Interview with Affiliate Student

Posted by Charles on July 28th, 2008

Affiliate Marketing

Image by howzey

When it comes to making money online affiliate marketing is one of the best methods out there. The industry generates over £3 billion worth of sales in the UK alone each year. As it’s a topic that we haven’t previously covered here at PiggyBankPie we approached Max, a student who owns a number of profitable affiliate websites along with the Affiliate Student Blog, for an interview and fortunately he accepted the invite:

Can you tell us a little about yourself, how long you’ve been involved in affiliate marketing, and some of the main websites that you run?

I’m Max, I’m 19 and currently go to Manchester University where I’ve just finished my first year studying International Business, Finance and Economics. I’ve been involved in affiliate marketing for around 2 years. Some of my sites are www.OnlineWineOffers.co.uk, www.DiscountHotels.org.uk and www.GoVoucherCodes.co.uk. I don’t ever say my main sites so these are some of the smaller ones.

Are any sectors particularly hot right now, and any which are to be avoided?

I think you have to think about what’s happening right now, bills going up, petrol up etc and so looking into areas around that would be good.

When setting out to start an affiliate site how do you go about it? Do you look for a sector with low competition and then assess the affiliate programmes which are available, or do you look for attractive affiliate programmes and then evaluate the competitiveness of the niche?

You can do either to be honest. I do a bit of both, will see a program or product and then research it, see if it’s worth having a go in that area.

Do you place a high emphasis on both PPC and SEO and which one do you prefer?

Obviously SEO is best as it’s free traffic and I currently do about 75% SEO to 25% PPC. But PPC can be very profitable and so both really have to have an emphasis on them for different reasons.

Link building for affiliate sites can be difficult. How do you go about attracting links to a new affiliate site?

I find this hard, I often ask around other affiliates and see if they want to swap links, or give me a link which can be quite good.
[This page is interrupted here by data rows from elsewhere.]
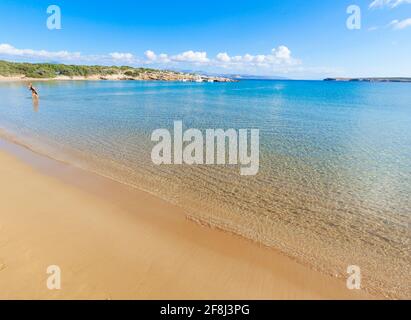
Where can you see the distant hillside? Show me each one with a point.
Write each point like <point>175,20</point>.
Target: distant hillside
<point>398,79</point>
<point>62,71</point>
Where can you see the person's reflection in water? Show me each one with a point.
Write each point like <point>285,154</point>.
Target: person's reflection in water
<point>35,96</point>
<point>35,104</point>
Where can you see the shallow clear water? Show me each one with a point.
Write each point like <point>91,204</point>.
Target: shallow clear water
<point>335,174</point>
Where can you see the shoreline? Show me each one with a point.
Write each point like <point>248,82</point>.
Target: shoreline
<point>119,77</point>
<point>158,253</point>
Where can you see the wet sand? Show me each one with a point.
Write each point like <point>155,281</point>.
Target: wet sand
<point>114,242</point>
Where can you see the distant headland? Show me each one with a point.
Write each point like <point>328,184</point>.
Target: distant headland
<point>13,71</point>
<point>398,79</point>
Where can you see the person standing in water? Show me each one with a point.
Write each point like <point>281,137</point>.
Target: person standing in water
<point>34,92</point>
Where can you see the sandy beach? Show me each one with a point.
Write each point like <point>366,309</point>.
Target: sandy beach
<point>114,242</point>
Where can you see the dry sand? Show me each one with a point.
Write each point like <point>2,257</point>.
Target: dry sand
<point>112,242</point>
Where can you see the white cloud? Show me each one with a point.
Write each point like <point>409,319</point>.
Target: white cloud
<point>150,55</point>
<point>279,56</point>
<point>280,59</point>
<point>282,53</point>
<point>118,56</point>
<point>387,3</point>
<point>9,50</point>
<point>223,57</point>
<point>191,56</point>
<point>399,25</point>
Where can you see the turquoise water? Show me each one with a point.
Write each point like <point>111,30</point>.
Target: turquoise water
<point>335,165</point>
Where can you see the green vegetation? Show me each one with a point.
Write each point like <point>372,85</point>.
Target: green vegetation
<point>50,70</point>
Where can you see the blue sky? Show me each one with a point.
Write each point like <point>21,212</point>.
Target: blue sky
<point>305,39</point>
Also just writing good content or having something that means other sites will link to you is always a brilliant method of getting lots of links. I did a blog post on some funny exam answers, which can be seen here, a few days later it gets stumbled upon, and so many links to it from other sites, thus my site still gets around 200 uniques a day just looking at that page.
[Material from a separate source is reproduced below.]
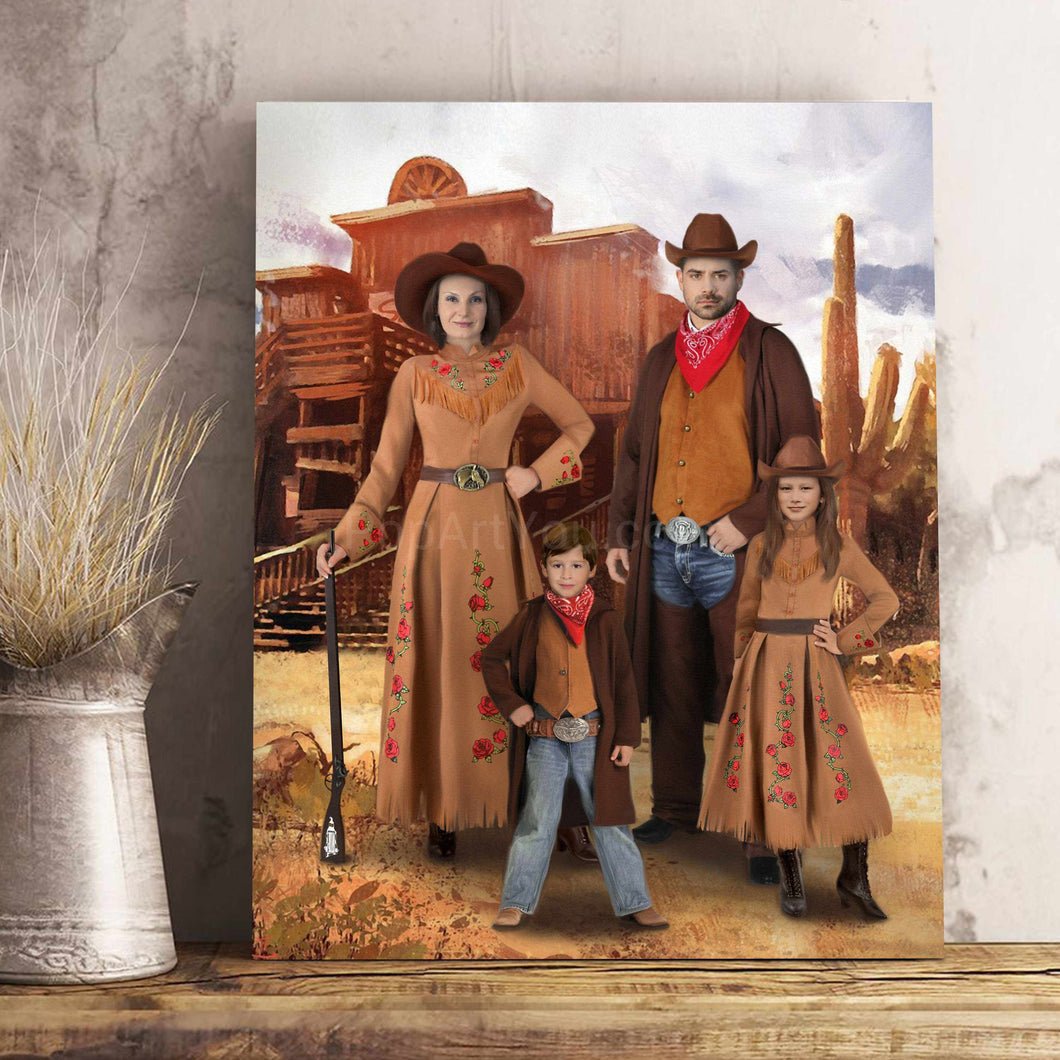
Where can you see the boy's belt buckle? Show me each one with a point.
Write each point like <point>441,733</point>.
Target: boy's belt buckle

How well do you feel blogs lend themselves towards promoting affiliate programmes? Do you feel that it can result in the credibility of the blogger being questioned if they’re discussing a product which they’ll earn a commission on?

If the blog is to an affiliate based audience then they will know that you’ll be earning money so you have to be careful, if its a general blog then they won’t realise you make money from it. The credibility of the blogger is down to how it’s written, if I write a blog post about something irrelevant or not great just to make money then it won’t look good on me.

Social media marketing is considered especially effective at generating large numbers of visitors but conversion rates are very low. With this in mind do you place much emphasis on social media when promoting your affiliate sites?

Well saying this I’ve just started trying facebook ads out, so far it’s not converting too well. But I think it’s potential is huge!

Generally do you build affiliate sites for the long term or are there still short term profits to be made, perhaps through using PPC?

Various. Some I build purely for PPC, others purely for SEO and longer term. Depends on the domains I have, the area, the competition etc.

Finally, for those starting out with affiliate marketing do you have any advice? Particularly any top tips to help you go from owning “just another affiliate site” to a business in its own right?

Start small, start with a niche and build from that. Don’t go for the big markets straight away like finance, gambling etc. You won’t succeed unless you have people working for you, or you have massive budgets and the know how yourself. Something you may think is small and doesn’t pay well can make you a lot. Imagine a small site that only gets say 50 uniques a day, imagine its a product that converts well so say 20 buy the product, small commission of say £1.50, thats £30 profit a day if its all natural, £900 a month, £10,800 a year! Not bad.

Thanks Max for taking the time out to answer all our questions. Has anyone else tried out affilliate marketing? What’s your experience been like?